Zentrale Säulen des europäischen Gesetzes über kritische Rohstoffe:
!Zentrale Säulen des europäischen Gesetzes über kritische Rohstoffe.jpg• Klare Prioritäten für Maßnahmen festlegen:
- Kritische Rohstoffe identifizieren, die für die grüne und digitale Wende, Verteidigung und Raumfahrt entscheidend sind.
- Festlegen von Benchmarks für inländische Kapazitäten bis 2030.
• Diversifizierung der Versorgungsquellen:
- Die EU strebt an, die Abhängigkeit von einem einzigen Land oder einer begrenzten Anzahl von Ländern bei der Versorgung mit kritischen Rohstoffen zu verringern.
- Diversifizierung der Quellen hilft, geopolitische Risiken zu mindern und sorgt für eine stabilere Lieferkette.
• Aufbau europäischer Kapazitäten:
- Stärkung der gesamten Wertschöpfungskette für Rohstoffe, vom Abbau bis zum Recycling.
- Entwicklung nationaler Explorationsstrategien und Vereinfachung von Genehmigungsverfahren.
• Verbesserung der Resilienz:
- Durchführung von Stresstests zur Verbesserung der Überwachungskapazität.
- Koordinierung von Maßnahmen für strategische Vorräte und Förderung nachhaltiger Investitionen.
• Investieren in Forschung, Innovation und Fähigkeiten:
- Einführung und Einsatz bahnbrechender Technologien bei kritischen Rohstoffen.
- Gründung einer Rohstoff-Akademie und einer Kompetenzpartnerschaft zur Förderung der Fachkompetenz der Arbeitskräfte.
Internationale Zusammenarbeit
Angesichts der weltweiten Verteilung von Critical Raw Materials (CRMs) erkennt die EU die Bedeutung des internationalen Handels und der Zusammenarbeit an. Die EU strebt für beide Seiten vorteilhafte Partnerschaften mit Schwellenländern an, gründet einen Critical Raw Materials Club und beteiligt sich an Handelsmaßnahmen, um diversifizierte und sichere Lieferketten zu gewährleisten.

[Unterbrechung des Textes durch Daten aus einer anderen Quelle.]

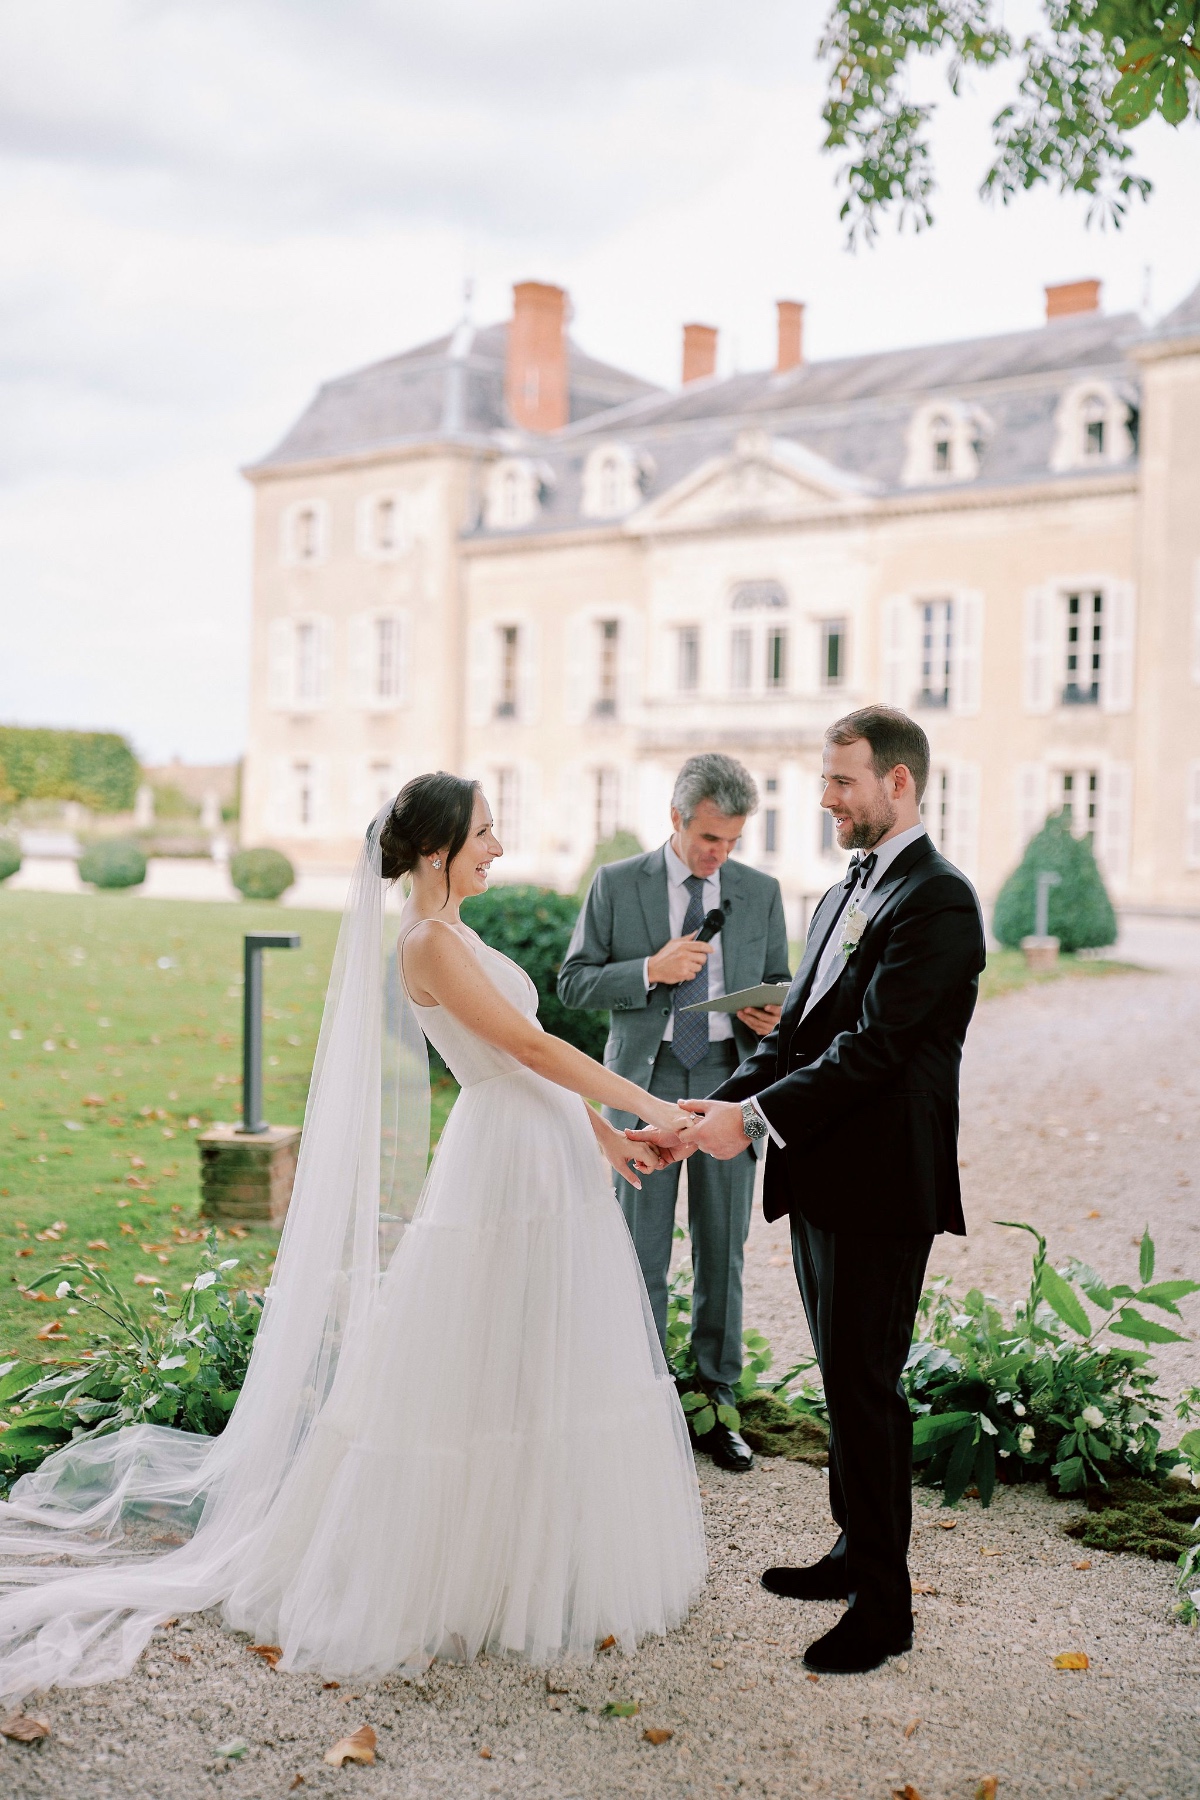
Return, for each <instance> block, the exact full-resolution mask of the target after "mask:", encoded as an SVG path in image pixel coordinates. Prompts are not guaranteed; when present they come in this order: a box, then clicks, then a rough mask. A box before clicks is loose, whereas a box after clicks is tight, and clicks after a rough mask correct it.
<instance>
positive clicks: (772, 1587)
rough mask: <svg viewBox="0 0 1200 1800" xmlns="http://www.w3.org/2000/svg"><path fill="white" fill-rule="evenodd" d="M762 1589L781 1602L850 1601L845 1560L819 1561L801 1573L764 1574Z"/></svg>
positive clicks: (769, 1573) (776, 1572) (780, 1569)
mask: <svg viewBox="0 0 1200 1800" xmlns="http://www.w3.org/2000/svg"><path fill="white" fill-rule="evenodd" d="M761 1579H763V1586H765V1588H766V1591H768V1593H777V1595H779V1597H781V1598H784V1600H849V1588H847V1584H846V1559H844V1557H838V1559H837V1561H835V1559H833V1557H822V1559H820V1562H813V1564H810V1568H804V1570H790V1568H777V1570H763V1577H761Z"/></svg>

Abhängigkeitsstatistik: Entschleierung der EU-Vulnerabilität bei kritischen Rohstoffen
• Kobalt:
- Abhängigkeit: 63 % des weltweiten Kobalts, das für Batterien entscheidend ist, wird in der Demokratischen Republik Kongo gefördert.
- Auswirkungen: Eine hohe Abhängigkeit von einer einzigen Quelle stellt ein Risiko für die Resilienz der Lieferkette der EU dar.
• Magnesium:
- Abhängigkeit: 97 % der Magnesiumversorgung der EU stammen aus China.
- Herausforderungen: Eine Überabhängigkeit von einem bestimmten Land für Magnesium wirft Bedenken hinsichtlich potenzieller Störungen und Marktvolatilität auf.
• Seltenen Erden:
- Abhängigkeit: 100 % der für Permanentmagnete verwendeten Seltenen Erden werden in China raffiniert.
- Bedenken: Die Exklusivität der chinesischen Raffinierung setzt die EU dem Risiko von Lieferkettenunterbrechungen in kritischen Sektoren wie Elektronik und grüner Technologie aus.
• Borat:
- Abhängigkeit: 98 % der Boratversorgung der EU werden aus Türkiye bereitgestellt.
- Risiken: Die konzentrierte Abhängigkeit von einem einzigen Land für Borat setzt die EU geopolitischen und wirtschaftlichen Unsicherheiten aus.
Fazit:
Während die EU nach einer nachhaltigen und widerstandsfähigen Zukunft strebt, ist die Bewältigung der Herausforderungen im Zusammenhang mit kritischen Rohstoffen von entscheidender Bedeutung. Das European Critical Raw Materials Act, mit seinen strategischen Säulen und internationalem Engagement, ebnet den Weg für eine sichere und nachhaltige Versorgung mit diesen Materialien und sichert das anhaltende Wohlergehen der europäischen Wirtschaft.